Some folks believe Folks, who claimed he had an inappropriate relationship with Haley, a God-fearing acolyte of Sanford and a first-generation American (her parents are Indian immigrants). These folks ignore the fact that Folks has made a rather bad name for himself as a fluffer for rumor and innuendo.
Others believe that Sic Willie, a moniker that the douche bag blogger and smear merchant Folks gave himself, made up the whole thing to drive traffic to his site, FITSNews.com. These individuals are apparently unaware of the fact that Folks has championed Nikki Haley since her campaign began and that Sic has repeatedly trashed her opponents, some in the most unsavory ways.
And then there are those who believe the entire thing was a conspiracy, like RedState’s Erick Erickson, a conservative blogger and CNN commentator who knows next to nothing about South Carolina politics and even less about the motivations of Folks and Haley. For these thick bricks, this entire episode is either a play by Haley’s opponents who paid Folks to confess to a relationship that never occurred or a coordinated move by both Sic and Nik to boost support for the Indian-American candidate. Both suppositions are asinine.

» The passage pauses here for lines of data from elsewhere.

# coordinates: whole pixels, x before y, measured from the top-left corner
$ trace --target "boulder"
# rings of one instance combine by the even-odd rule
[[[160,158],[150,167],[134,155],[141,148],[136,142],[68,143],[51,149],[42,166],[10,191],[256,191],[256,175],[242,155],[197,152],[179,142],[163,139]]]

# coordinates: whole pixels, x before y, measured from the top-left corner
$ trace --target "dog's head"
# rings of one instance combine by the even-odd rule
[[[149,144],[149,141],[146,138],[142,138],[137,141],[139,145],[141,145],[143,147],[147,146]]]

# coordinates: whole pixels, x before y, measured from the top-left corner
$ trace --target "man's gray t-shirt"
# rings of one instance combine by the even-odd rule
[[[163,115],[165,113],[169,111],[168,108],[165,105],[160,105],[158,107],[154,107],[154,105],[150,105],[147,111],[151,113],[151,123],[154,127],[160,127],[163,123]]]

After all, the facts we need are right there. The answer is staring us right in the face. And it’s all there in the text messages and the late-night phone calls, one truth and one truth alone: Nikki Haley and Will Folks were planning a surprise birthday party for Sic’s former boss and Haley’s hero Mark Sanford.

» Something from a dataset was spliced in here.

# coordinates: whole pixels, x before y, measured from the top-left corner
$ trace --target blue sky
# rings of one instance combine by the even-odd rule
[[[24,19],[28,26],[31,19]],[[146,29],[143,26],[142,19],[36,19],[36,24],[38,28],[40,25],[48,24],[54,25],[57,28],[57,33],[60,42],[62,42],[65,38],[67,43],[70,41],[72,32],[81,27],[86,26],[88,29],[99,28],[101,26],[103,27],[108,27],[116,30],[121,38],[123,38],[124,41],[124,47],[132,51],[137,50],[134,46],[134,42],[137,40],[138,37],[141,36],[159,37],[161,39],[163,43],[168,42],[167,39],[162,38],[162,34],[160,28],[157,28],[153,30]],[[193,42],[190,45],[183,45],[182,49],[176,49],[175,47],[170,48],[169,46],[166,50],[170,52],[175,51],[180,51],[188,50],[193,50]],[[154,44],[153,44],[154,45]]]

And if that’s not the case, then they were debating the merits of Team Edward and Team Jacob.
Or they were chatting with each other while they played World of Warcraft and fantasized about the one time they ran across Mr. T’s night-elf mohawk in the game and their never-ending quest to find the legendary Leroy Jenkins.
Or they were arguing over the rather shocking cut-to-black ending of The Sopranos. Folks believes Tony and his fam were gunned down; Haley thinks it was a metaphor for the paranoia that had finally overtaken the mobster’s psyche.
Without further evidence, any one of these explanations is as likely as anything we’ve heard so far.